A More General Model for the Intrinsic Scatter in Type Ia Supernova Distance Moduli

TL;DR

This paper introduces a new formalism using a covariance matrix to model the intrinsic scatter in Type Ia supernovae, leading to revised parameters and uncertainties that better reflect the data's complexity.

Contribution

It presents a novel approach to modeling intrinsic scatter in supernovae, replacing a single parameter with a covariance matrix, and applies it to SDSS data.

Findings

Best-fit parameters: α=0.135 and β=3.19

Larger uncertainty in β compared to conventional models

SDSS data differ significantly from expected dust extinction value

Abstract

We describe a new formalism to fit the parameters $\alpha$ and $\beta$ that are used in the SALT2 model to determine the standard magnitudes of Type Ia supernovae.
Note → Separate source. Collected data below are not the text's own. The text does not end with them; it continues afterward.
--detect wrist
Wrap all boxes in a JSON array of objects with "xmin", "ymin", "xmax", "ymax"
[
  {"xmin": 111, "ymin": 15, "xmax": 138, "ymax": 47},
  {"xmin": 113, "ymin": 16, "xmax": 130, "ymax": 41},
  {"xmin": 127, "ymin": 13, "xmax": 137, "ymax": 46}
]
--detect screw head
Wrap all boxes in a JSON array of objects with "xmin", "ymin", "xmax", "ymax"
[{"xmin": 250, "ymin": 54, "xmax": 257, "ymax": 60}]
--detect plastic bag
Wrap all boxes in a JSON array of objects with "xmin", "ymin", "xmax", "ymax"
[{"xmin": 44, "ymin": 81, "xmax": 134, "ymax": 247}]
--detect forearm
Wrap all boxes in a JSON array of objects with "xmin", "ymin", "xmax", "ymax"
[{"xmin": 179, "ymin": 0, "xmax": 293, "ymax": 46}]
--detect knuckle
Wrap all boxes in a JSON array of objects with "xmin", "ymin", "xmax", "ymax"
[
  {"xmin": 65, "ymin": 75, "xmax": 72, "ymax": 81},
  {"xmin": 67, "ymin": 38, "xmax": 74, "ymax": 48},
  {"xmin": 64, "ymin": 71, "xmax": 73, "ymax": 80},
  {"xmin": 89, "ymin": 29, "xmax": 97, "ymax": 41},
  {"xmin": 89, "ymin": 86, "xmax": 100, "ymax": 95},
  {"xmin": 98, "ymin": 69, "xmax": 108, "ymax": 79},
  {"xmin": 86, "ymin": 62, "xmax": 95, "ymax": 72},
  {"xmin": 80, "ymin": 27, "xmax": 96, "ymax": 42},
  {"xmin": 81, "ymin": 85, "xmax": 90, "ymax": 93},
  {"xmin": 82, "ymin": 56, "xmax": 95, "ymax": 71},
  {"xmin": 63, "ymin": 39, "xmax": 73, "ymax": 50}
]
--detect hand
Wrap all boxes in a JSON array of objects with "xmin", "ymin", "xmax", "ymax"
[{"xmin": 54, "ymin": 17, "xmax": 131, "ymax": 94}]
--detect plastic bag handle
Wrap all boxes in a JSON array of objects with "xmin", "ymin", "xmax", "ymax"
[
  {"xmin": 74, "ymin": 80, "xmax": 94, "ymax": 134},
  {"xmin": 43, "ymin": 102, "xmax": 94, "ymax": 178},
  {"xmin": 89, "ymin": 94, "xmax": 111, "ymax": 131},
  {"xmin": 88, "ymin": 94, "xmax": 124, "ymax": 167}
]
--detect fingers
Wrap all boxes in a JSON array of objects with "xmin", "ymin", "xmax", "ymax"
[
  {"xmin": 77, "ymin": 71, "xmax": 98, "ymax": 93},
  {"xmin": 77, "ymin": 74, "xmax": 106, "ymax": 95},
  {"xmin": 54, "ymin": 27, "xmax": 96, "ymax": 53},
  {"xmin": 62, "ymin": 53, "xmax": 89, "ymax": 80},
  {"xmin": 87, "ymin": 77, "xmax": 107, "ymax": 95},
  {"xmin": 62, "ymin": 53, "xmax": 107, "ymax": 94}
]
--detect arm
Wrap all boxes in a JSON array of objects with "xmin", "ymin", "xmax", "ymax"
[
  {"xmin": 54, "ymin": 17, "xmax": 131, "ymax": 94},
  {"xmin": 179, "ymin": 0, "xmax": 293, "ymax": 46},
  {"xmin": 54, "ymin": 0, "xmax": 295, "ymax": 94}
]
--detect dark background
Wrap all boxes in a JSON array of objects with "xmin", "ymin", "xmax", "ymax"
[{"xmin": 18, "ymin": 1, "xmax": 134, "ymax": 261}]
The new formalism describes the intrinsic scatter in Type Ia supernovae by a covariance matrix in place of the single parameter normally used. We have applied this formalism to the Sloan Digital Sky Survey Supernova Survey (SDSS-II) data and conclude that the data are best described by $\alpha=0.135_{-.017}^{+.033}$ and $\beta=3.19_{-0.24}^{+0.14}$, where the error is dominated by the uncertainty in the form of the intrinsic scatter matrix. Our result depends on the introduction of a more general form for the intrinsic scatter of the distance moduli of Type Ia supernovae than is conventional, resulting in a larger value of $\beta$ and a larger uncertainty than the conventional approach. Although this analysis results in a larger value of $\beta$ and a larger error, the SDSS data differ (at a 98% confidence level) with $\beta=4.1$, the value expected for extinction by the type of dust found in the Milky Way. We have modeled the distribution of supernovae Ia in terms of their color and conclude that there is strong evidence that variation in color is a significant contributor to the scatter of supernovae Ia around their standard candle magnitude.